The two Oxford University Women’s Boat Club Trial Eights, dubbed Scylla and Charybdis, were names derived from a Greek idiom meaning ‘having to choose between two evils’.
It was the Charybdis who drew the Surrey station. With three returning Blues spread across the two crews, including 2015’s winning President Anastasia Chitty, the stage was set for a phenomenal race.
Under the scrutiny of Coach Christine Wilson, who has masterminded three successive Oxford victories during her tenure, the two boats left Putney Bridge together. It stayed that way initially, but by the end of the Putney Embankment it was Scylla who had snuck ahead.

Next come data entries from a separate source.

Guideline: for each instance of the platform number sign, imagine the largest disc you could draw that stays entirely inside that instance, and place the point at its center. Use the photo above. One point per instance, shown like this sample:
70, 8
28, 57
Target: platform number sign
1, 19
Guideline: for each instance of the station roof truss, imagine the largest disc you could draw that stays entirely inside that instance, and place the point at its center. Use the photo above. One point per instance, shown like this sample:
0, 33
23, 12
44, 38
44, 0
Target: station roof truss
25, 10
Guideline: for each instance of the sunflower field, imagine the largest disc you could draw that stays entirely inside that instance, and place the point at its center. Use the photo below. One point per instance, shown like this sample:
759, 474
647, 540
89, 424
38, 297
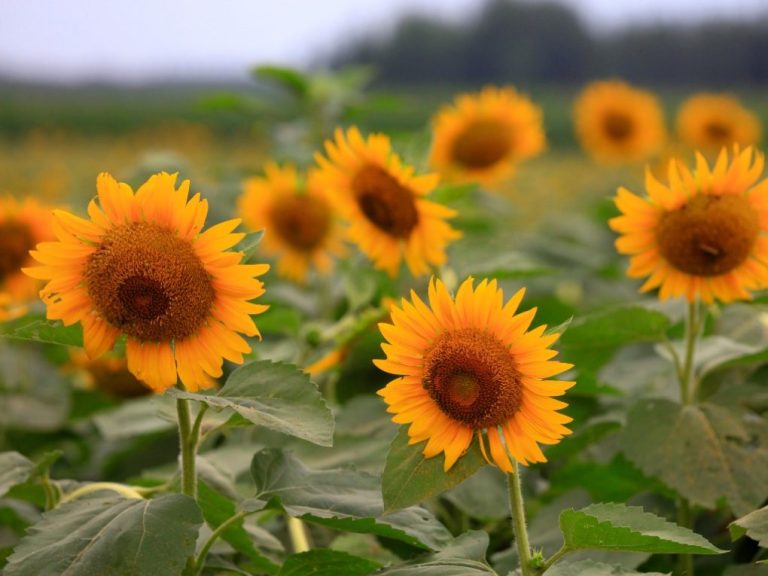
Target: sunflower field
313, 329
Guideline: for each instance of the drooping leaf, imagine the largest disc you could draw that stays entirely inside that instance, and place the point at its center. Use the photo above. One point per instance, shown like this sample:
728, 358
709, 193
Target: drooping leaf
612, 526
110, 535
704, 452
592, 568
14, 469
754, 525
275, 395
591, 340
326, 563
341, 499
217, 509
409, 478
464, 556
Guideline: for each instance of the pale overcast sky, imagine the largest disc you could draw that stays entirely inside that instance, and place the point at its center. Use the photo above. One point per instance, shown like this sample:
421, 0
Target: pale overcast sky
73, 40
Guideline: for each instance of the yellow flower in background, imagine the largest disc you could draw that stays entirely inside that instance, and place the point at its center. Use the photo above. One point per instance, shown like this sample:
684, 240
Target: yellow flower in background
22, 225
617, 123
481, 137
701, 235
384, 202
469, 367
298, 220
711, 121
142, 267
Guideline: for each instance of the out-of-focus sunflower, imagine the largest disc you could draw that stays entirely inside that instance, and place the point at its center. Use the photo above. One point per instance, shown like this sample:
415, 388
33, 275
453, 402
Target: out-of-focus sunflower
22, 225
142, 267
470, 368
481, 137
618, 123
384, 203
703, 234
711, 121
298, 219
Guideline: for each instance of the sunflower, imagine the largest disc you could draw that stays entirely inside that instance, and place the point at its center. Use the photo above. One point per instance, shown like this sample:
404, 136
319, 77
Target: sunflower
711, 121
618, 123
384, 203
702, 235
469, 368
22, 225
299, 223
142, 267
481, 137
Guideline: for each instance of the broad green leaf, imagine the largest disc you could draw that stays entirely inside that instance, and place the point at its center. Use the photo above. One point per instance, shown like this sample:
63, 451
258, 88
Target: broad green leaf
612, 526
14, 469
277, 396
592, 568
216, 510
704, 452
409, 478
41, 330
591, 340
101, 535
341, 499
465, 556
326, 563
754, 525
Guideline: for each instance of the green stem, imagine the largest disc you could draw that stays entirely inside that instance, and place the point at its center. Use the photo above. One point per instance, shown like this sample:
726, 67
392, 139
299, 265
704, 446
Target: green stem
519, 528
188, 446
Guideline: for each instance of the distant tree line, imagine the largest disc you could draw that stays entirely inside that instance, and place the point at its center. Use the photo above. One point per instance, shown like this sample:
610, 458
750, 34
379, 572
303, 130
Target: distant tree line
544, 42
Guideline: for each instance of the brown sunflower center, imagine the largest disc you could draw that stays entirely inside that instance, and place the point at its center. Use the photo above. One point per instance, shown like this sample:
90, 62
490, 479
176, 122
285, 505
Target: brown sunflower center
149, 283
389, 205
302, 222
473, 378
15, 243
482, 144
718, 132
617, 126
709, 236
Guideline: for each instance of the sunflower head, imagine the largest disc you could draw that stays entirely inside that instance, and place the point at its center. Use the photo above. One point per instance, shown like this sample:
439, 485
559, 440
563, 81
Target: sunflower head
22, 225
618, 123
481, 137
384, 202
709, 122
141, 267
301, 231
702, 235
470, 368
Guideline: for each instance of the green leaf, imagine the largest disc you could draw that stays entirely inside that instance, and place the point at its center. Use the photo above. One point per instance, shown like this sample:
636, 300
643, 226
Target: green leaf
592, 568
277, 396
409, 478
39, 330
341, 499
289, 78
754, 525
14, 469
591, 340
464, 556
612, 526
704, 452
110, 535
326, 563
216, 510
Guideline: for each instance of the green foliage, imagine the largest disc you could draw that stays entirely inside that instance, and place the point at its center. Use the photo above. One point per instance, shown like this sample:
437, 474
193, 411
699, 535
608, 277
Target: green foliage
409, 478
340, 499
704, 452
277, 396
619, 527
110, 535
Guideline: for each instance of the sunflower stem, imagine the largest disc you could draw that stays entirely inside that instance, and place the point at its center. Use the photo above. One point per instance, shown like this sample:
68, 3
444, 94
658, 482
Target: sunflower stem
188, 445
519, 528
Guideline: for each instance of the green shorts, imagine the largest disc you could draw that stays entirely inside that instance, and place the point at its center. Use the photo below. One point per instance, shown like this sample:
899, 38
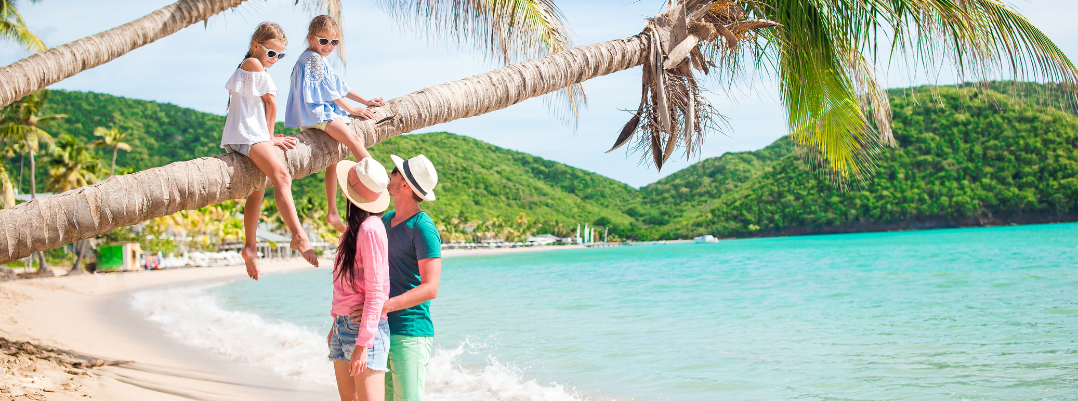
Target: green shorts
408, 367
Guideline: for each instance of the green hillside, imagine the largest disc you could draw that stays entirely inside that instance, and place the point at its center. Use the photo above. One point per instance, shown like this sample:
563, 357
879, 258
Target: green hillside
480, 182
965, 157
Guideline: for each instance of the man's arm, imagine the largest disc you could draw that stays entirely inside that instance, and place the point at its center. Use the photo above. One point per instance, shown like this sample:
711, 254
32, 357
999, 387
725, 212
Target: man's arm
430, 274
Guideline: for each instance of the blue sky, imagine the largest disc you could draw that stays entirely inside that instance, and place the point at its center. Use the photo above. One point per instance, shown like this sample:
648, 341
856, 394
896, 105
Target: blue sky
385, 59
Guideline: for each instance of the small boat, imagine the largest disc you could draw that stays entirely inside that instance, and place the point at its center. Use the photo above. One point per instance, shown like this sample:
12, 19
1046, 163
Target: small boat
705, 238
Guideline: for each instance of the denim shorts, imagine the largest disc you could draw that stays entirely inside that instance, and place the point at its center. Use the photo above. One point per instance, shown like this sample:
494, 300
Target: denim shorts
343, 343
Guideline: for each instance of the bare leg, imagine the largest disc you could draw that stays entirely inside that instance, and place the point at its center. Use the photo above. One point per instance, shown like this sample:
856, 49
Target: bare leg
251, 211
345, 384
340, 130
333, 217
370, 385
264, 155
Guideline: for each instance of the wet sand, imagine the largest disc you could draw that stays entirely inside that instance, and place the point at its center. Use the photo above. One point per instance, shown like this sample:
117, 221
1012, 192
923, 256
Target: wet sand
90, 317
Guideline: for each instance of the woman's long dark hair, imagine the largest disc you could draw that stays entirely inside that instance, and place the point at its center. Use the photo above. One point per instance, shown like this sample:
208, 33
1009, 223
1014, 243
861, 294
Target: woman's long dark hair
345, 266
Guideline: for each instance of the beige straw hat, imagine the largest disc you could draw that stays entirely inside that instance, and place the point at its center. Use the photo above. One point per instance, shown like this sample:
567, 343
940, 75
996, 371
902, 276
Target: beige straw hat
364, 183
419, 174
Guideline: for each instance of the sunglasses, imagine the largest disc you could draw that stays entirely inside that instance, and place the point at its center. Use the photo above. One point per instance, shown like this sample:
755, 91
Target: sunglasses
272, 53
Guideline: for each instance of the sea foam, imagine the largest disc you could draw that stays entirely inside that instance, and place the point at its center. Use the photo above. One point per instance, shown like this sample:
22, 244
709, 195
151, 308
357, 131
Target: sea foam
196, 318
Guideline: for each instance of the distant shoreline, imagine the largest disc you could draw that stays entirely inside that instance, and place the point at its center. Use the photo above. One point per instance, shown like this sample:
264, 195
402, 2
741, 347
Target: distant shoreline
486, 251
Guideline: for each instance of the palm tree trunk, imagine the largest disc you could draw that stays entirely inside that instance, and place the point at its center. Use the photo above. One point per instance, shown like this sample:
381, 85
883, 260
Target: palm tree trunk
127, 199
35, 72
113, 168
22, 161
33, 176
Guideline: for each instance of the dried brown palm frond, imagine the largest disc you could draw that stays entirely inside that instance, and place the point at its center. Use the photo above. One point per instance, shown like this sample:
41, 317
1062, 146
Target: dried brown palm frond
673, 112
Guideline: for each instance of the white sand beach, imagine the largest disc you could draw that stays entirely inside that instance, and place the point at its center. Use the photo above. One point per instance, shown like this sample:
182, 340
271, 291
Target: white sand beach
87, 317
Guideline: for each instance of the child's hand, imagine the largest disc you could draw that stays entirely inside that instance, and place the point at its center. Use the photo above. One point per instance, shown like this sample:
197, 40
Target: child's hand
282, 141
363, 113
358, 361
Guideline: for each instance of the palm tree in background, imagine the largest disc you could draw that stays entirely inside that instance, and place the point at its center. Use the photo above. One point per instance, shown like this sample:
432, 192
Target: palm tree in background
823, 54
22, 122
71, 165
111, 138
13, 27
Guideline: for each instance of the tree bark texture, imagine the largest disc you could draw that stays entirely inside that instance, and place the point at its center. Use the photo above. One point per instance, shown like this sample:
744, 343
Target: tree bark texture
127, 199
40, 70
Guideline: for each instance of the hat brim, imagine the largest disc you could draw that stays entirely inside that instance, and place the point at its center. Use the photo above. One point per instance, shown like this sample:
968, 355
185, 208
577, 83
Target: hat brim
400, 166
375, 206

There looked to be some timing discrepancy on stroke-side within the latter, but it didn’t cost them any time – if anything, Scylla continued to move away and had established a lengths lead by Fulham football ground.
With Lauren Kedar and Chitty in the stern four of Scylla, it was clear to see why they were leading; their rhythm was long and powerful and they were making good use of their Middlesex advantage. The behaviour of both crews was exemplary throughout; umpire Rob Clegg had very little to do in the first half of the race.
Steaming under Hammersmith Bridge, it was Scylla who continued to lead Charybdis by around two lengths. Races on the Tideway are often decided by which crew can cope best with the elements, and so it proved here. Despite Scylla’s substantial lead coupled with a higher rate of striking, it was Charybdis, stroked by President Maddy Badcott, who looked the more composed as the conditions worsened past St Paul’s boathouse. Scylla drifted right out towards Chiswick Eyot, prompting a disapproving shake of the head from the on-looking Christine Wilson.
Suddenly, it was Charybdis who had the momentum. Driven on by the unshakeable voice of Morgan Baynham-Williams, they slowly began to reduce the deficit. Moving past the Eyot, Scylla looked ragged in the choppy water and their opponents took full advantage; Charybdis took a length in twenty five strokes.
From that point on, there was only going to be one winner – Badcott’s crew simply walked away around the second half of the Surrey bend, drawing out to a length fairly quickly before pushing on through the final stages of the race. The final verdict was victory for Charybdis over Scylla by three lengths.